What is it about the human condition that causes us to continue engaging self-destructive behaviors? Why will we continue to seek out the very things that destroy us physically, emotionally, spiritually, and mentally? This is an age old question that I pose. There is a statement in the Bible, found in Romans 7:15, which reads “I do not understand what I do. For what I want to do I do not do, but what I hate I do.” As far as I know, we are the only creatures on earth that will engage in behaviors that have no benefit to us but rather cause us harm such as over eating, over indulging in alcohol, using dangerous, addictive drugs, having unprotected sex, lying, stealing, killing, committing suicide, starving ourselves, cutting ourselves, etc.
We all struggle with self-destructive behaviors maybe not the ones listed above, maybe more subtle things like spending too much money on things we do not need, making poor choices or self-sabotaging due to fear of success, or maintaining superficial relationships out of fear of letting anyone “get to close.” I believe the human condition is such that we are always longing to be whole and complete and we are constantly seeking that out in many different ways (usually unhealthy ways). Once we come to understand this, we are heading down the right path towards healing and freedom.
For years I have witnessed folks give me the same look of confusion when I tell them it is ok for them to not be ok. Yet that look of confusion usually transforms into a look of relief once they realize that they can take their “mask” off and be real without fear of judgment. I believe that is one of the most important components of the counseling relationship. As a counselor, I need to be a safe place. I need to accept each person as they are and allow them to take off the mask they wear day in and day out. Many times that 50 minutes a week that we spend together is the only time they actually take the mask off.

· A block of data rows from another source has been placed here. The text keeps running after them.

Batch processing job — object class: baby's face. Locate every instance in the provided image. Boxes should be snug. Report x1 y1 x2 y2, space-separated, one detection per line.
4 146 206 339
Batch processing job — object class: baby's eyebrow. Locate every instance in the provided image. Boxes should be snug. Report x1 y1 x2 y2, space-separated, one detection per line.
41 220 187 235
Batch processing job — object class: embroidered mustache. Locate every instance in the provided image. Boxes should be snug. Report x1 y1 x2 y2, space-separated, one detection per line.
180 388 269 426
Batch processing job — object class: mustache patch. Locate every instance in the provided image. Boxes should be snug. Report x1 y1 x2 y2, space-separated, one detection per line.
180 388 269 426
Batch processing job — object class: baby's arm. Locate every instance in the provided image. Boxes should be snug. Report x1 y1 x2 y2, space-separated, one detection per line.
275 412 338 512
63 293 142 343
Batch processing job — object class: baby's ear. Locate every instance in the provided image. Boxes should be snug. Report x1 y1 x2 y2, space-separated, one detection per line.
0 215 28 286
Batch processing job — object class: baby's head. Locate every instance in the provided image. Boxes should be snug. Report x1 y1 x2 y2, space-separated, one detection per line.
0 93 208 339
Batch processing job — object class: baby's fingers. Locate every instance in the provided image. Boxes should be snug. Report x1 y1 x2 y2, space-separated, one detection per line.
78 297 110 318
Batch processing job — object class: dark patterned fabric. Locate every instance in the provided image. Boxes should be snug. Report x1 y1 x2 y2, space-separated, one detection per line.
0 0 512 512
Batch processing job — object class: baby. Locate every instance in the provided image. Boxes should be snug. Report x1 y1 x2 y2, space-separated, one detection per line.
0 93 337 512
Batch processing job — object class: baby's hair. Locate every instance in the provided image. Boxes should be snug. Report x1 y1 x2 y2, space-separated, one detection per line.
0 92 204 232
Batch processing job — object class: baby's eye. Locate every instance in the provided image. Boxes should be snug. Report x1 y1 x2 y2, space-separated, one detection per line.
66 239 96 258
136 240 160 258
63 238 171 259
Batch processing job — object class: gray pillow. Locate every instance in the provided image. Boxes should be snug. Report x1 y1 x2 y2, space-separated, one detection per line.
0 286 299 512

During the counseling process, I encourage each person to take risks and allow themselves to be vulnerable with those they are closest to so that they can experience true relationship outside of therapy.
True relationship/connection only happens when we are able to be real. Not only being real with others, but allowing others to be raw and real with us. This requires deep trust that may have to be developed over time. While I do not recommend running around and being “raw” and “real” with everyone you come in contact with; I do suggest you engage in at least one real, reciprocal relationship. Allow yourself to be honest and vulnerable with just one person that you consider safe (someone that will keep you secrets, secret and not judge you). In addition, place yourself in position to be the “safe-person”. This will be life changing
Are you lacking genuine relationships built on deep trust and vulnerability? If you answered yes, I assure you engaging in self-destructive behaviors will never fill that void, that longing to be whole and complete, accepted and loved. That longing cannot be filled in any other way than through genuine relationships, genuine relationship with God and others.